Senior broadcast journalism major Jetske Wauran’s short, “AMOCA,” paid homage to the American Museum of Ceramic Arts in Pomona, the largest ceramic museum in the United States and the only one on the west coast.

“I specifically picked ‘AMOCA’ to highlight a well known museum and to help give it more publicity,” producer and director Wauran said on her location choice.

“All those involved had a collective desire to see the museum highlighted,” she said.

Wauran and her crew participated in the museum’s Oktoberfest and learned about ceramic pieces from around the world. They ventured into a bank vault that contained installation pieces.

Don Pollock, professor of communications, said that many of the shorts were commercials. University professors and students worked with local chambers of commerce to see if local businesses were interested in having advertisements made for them to air on LVTV-3.

“Sinfully Sweet Apple Company,” featuring a La Verne candy apple store, was produced and directed by Claudia Gonzalez and edited by Kassandra Gil.

“Marshall Canyon Equestrian Center,” which explored local horse trails and the people who frequent them, was produced and directed by Ashley Rozatti and edited by Tanya Velazaquez.

“Gainey Ceramics in La Verne,” which gave the history of a local pottery factory, was produced and directed by Carissa Miranda and edited by Ariel Devore.

“Ethnic Tours of Los Angeles: Plaza Mexico” and “Ethnic Tours of Los Angeles: Little India in Artesia” featured different areas of Los Angeles in a travelogue. Both films were produced, directed and hosted by Ozzy Mora and edited by Halel Duberry.

“Renewing Tradition: ULV Women’s Volleyball” explored the women’s volleyball team and the struggles they faced with a former coach, and it was produced, directed and hosted by Chelsea Stark-Jones and edited by Matt Ashby.

Among the shorts presented at the festival, “Sugar and Love” was the only fictional piece. It featured Hillcrest residents Ruth Kurtz and Jim Eikenberry.

The film dealt with the issues of love and loss that occur later in life.

Alexander Clauge, junior liberal arts major and producer, writer and cinematographer of “Sugar and Love,” said the inspiration for the film came from the recent death of his grandfather, who was a resident of Hillcrest. His connection to the retirement center is what drove him back to cast and film at the location.

Clague said another source of inspiration for the film stemmed from a dream he had. It pushed him closer to finalizing the concept for the film.

“I wanted to create something everyone could relate to,” Clague said.

“I just felt inspired to create something like this,” she said.

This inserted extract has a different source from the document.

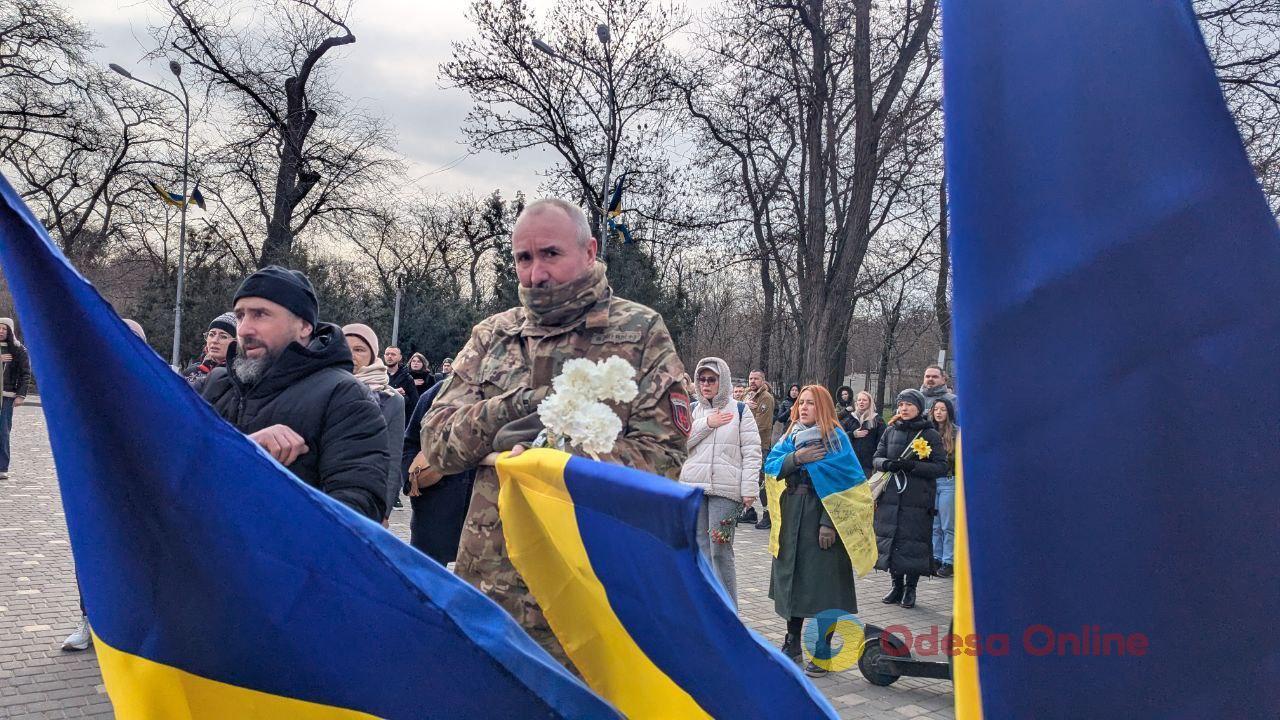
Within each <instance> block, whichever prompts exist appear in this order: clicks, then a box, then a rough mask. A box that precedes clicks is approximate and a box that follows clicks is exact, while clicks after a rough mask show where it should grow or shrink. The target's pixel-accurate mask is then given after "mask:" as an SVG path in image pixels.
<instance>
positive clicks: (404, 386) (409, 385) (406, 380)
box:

The first cut of the film was 16 minutes long.

“We had to have a teacher come in and help us shorten the film while keeping the same emotion,” junior broadcast television major and editor Christopher Mitzel said about the issues the group faced with production.

“It was supposed to be 10 minutes long,” he said.

The film, which deals directly with death, managed to move a lot of people, including one hardened professor.

“Don (Pollock) cried the first time he saw it,” Clague said.

“Maybe we shouldn’t say that,” Mitzel said, laughing.

“The first time I saw it, I cried,” Pollock confirmed of the emotions he felt towards the film.

The film festival was a success and numerous University alumni came out in their La Verne gear to support the next generation of students.

Amanda Larsh can be reached at amanda.larsh@laverne.edu.

Correction
The story “Student films inform, inspire” (Oct. 4) incorrectly referred to videos produced for LVTV as advertisements. They are actually non-commercial profiles of local businesses.